The 25% loss recently reported by hedge fund manager Beacon Hill Asset Management was a result of a series of duration bets gone awry, according to several mortgage-backed securities professionals who have traded with the hedge fund. In short, the fund had structured a leveraged bet that interest rates would not continue to drop; when rates continued to decline, the fund was stuck with a large short position in the 10-year note, the primary beneficiary of the rate rally. Beacon Hill's CIO, Tom Daniels, referred questions to Wallach and Associates, who did not provide comments by press time.

The basis for the loss was a series of trades put on in inverse floaters carved from the support tranches of collateralized mortgage obligations, according to two individuals who sold the securities to Beacon Hill. These inverse floaters are highly negatively convex and structured to drastically shorten in duration in a falling rate environment. Against this, the fund had shorted a large number of 10-year U.S.Treasuries, which have a fixed duration.

The fund, in a prepared statement released two weeks ago to the Wall Street Journal, says its losses were due to "accelerated mortgage prepayments" and an increase in the price of U.S. Treasuries. This prompted reactions of scorn and incredulity from Beacon Hill's peers in the fixed-income arbitrage community, most of whom had spent the last several months positioning their portfolios to cope with historically low morgage rates and Treasury yields. "It is beyond preposterous, and speaks to the issue of credibility, to argue that any professional, let alone those guys, could have been surprised by [MBS] prepays at any level," said a manager at a large New York hedge fund.
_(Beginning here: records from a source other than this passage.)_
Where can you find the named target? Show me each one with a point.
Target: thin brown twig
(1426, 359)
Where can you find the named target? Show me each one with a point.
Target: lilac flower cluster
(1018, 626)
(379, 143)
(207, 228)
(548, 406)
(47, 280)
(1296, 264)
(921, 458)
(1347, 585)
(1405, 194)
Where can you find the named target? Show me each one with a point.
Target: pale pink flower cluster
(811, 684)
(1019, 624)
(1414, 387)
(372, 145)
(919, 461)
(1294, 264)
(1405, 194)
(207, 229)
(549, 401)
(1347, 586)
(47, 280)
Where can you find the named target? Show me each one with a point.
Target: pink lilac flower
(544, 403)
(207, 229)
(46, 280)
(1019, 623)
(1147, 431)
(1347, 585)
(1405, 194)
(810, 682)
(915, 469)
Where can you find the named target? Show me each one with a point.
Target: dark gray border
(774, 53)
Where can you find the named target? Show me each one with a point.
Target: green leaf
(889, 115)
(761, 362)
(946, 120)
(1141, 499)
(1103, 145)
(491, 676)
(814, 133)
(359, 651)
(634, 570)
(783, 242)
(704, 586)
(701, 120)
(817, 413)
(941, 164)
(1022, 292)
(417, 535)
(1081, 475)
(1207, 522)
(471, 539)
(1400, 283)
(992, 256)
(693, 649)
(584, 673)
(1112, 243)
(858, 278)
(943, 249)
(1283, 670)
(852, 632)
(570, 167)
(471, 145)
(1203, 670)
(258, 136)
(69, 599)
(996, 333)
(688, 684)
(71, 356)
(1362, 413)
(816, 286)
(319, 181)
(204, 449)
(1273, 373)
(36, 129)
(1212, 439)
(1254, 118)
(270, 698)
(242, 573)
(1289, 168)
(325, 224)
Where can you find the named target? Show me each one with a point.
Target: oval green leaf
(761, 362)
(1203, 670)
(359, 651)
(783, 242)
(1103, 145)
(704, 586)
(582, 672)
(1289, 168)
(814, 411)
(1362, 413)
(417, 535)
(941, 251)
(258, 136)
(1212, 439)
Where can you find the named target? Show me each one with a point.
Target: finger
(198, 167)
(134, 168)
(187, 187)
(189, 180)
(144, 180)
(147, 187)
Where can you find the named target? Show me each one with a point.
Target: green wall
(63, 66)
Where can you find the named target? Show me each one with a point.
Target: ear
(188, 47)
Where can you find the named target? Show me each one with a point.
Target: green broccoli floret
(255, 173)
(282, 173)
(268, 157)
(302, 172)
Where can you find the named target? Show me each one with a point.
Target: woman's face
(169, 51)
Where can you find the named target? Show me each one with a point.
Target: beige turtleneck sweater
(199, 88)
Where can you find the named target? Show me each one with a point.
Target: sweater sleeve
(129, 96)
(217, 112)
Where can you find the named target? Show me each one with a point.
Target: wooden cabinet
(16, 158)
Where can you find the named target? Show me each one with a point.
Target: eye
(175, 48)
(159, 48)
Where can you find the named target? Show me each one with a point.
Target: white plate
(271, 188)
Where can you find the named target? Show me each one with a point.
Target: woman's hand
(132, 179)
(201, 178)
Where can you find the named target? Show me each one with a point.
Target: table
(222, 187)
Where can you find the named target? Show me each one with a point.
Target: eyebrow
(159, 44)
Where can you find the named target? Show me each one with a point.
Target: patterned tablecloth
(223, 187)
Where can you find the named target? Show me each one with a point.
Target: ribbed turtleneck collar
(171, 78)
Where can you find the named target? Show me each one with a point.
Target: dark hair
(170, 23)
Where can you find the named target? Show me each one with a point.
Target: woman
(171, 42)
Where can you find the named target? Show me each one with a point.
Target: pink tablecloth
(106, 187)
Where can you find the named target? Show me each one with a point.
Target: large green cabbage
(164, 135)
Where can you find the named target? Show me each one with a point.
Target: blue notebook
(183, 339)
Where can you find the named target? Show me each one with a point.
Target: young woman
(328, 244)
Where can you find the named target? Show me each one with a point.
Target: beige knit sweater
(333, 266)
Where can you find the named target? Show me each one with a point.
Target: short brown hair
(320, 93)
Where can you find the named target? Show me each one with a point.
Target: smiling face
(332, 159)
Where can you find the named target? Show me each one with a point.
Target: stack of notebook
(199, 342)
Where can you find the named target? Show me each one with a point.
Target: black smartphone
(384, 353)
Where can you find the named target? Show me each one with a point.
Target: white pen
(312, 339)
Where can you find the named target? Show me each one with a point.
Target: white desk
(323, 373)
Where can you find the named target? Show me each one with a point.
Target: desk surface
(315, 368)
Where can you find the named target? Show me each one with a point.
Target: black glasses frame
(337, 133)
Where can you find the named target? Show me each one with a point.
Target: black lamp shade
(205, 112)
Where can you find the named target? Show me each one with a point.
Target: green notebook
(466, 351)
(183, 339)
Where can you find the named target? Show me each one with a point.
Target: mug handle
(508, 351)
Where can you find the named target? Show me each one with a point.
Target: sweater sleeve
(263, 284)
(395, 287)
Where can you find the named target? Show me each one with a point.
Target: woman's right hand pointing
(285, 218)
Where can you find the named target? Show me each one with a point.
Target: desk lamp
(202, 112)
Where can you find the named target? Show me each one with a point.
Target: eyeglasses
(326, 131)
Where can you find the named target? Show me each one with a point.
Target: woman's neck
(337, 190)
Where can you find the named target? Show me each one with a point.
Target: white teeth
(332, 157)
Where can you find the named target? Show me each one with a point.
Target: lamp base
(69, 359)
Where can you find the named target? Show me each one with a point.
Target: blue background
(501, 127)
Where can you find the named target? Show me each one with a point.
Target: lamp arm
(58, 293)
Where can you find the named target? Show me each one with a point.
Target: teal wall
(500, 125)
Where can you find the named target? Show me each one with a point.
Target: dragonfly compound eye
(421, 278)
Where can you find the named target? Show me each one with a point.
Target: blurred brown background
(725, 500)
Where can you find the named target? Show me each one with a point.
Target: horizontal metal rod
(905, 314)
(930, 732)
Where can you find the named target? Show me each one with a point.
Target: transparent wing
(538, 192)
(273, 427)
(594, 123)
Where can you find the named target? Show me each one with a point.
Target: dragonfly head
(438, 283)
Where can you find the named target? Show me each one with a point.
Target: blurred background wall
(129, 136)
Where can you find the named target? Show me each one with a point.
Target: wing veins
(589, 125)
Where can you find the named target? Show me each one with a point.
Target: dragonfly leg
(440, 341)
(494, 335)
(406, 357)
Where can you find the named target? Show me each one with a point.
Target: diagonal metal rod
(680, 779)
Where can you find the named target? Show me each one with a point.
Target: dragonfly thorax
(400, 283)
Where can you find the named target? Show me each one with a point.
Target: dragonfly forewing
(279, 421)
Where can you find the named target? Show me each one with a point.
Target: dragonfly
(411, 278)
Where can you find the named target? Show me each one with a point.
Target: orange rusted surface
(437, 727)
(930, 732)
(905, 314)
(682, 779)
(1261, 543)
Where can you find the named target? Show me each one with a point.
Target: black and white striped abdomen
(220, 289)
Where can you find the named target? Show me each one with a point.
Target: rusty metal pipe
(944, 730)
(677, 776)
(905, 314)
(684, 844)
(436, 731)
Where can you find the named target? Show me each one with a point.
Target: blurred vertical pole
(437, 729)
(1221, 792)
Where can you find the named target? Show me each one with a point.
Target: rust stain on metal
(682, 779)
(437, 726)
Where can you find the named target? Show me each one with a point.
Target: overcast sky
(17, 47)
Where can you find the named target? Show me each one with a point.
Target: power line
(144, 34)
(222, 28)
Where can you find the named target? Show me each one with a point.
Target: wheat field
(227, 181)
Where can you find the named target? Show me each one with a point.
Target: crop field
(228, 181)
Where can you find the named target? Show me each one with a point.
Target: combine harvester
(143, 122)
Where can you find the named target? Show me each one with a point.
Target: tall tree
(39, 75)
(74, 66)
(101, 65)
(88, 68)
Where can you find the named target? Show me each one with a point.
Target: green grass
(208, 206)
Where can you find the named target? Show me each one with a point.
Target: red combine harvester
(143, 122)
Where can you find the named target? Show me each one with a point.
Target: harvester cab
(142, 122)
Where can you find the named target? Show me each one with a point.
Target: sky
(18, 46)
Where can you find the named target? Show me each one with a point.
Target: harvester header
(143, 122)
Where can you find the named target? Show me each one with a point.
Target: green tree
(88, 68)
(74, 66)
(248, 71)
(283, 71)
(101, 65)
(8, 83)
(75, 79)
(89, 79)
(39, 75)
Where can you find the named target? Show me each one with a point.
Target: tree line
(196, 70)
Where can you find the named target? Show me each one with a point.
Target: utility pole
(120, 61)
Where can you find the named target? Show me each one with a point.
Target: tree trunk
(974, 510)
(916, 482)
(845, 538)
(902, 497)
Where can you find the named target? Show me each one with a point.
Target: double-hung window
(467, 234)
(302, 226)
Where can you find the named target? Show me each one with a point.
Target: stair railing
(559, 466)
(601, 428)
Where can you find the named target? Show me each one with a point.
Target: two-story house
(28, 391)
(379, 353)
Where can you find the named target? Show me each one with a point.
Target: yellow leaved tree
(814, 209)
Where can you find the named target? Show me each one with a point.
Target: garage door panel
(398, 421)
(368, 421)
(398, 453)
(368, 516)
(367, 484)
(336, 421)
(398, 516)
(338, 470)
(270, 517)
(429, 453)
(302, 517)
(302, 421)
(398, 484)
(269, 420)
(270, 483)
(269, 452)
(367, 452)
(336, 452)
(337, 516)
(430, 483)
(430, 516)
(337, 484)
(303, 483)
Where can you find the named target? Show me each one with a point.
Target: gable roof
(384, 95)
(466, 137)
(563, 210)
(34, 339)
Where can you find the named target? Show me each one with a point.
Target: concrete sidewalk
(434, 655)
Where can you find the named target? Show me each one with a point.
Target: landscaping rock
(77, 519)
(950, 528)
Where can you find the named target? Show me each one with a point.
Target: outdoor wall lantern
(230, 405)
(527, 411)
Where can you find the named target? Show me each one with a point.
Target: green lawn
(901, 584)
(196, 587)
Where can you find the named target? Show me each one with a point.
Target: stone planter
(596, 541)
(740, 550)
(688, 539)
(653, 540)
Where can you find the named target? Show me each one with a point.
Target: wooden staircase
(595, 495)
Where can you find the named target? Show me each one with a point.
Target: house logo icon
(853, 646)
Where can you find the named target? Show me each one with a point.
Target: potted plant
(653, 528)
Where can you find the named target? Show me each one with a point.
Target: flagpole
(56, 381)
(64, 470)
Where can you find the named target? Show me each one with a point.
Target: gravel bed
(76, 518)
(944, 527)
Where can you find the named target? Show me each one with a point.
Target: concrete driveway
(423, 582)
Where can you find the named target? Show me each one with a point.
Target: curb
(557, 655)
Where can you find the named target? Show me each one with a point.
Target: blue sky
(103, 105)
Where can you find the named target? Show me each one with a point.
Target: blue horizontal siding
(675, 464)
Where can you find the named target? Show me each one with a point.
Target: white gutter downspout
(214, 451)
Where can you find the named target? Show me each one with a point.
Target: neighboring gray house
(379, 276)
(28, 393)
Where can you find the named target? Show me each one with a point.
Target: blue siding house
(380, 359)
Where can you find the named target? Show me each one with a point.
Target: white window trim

The trade could have been much less painful, argue several mortgage derivatives pros who count Beacon Hill as a client, had the fund simply decided to spend a little more money up front and buy the optionality needed to hedge the negative convexity of their portfolio. "I don't think their thinking was de facto inappropriate, in terms of thinking rates wouldn't move lower. What was inconceivable was that they simply bet the ranch on their hunch."

For now, Beacon Hill is said to be continuously reducing its positions, under order's from one of its largest customers, Société Générale, which had given the fund $100 million to manage in a separate account, according to a filing made last Thursday with the Irish Stock Exchange. The filing said SocGen has removed Beacon Hill from the management of its funds.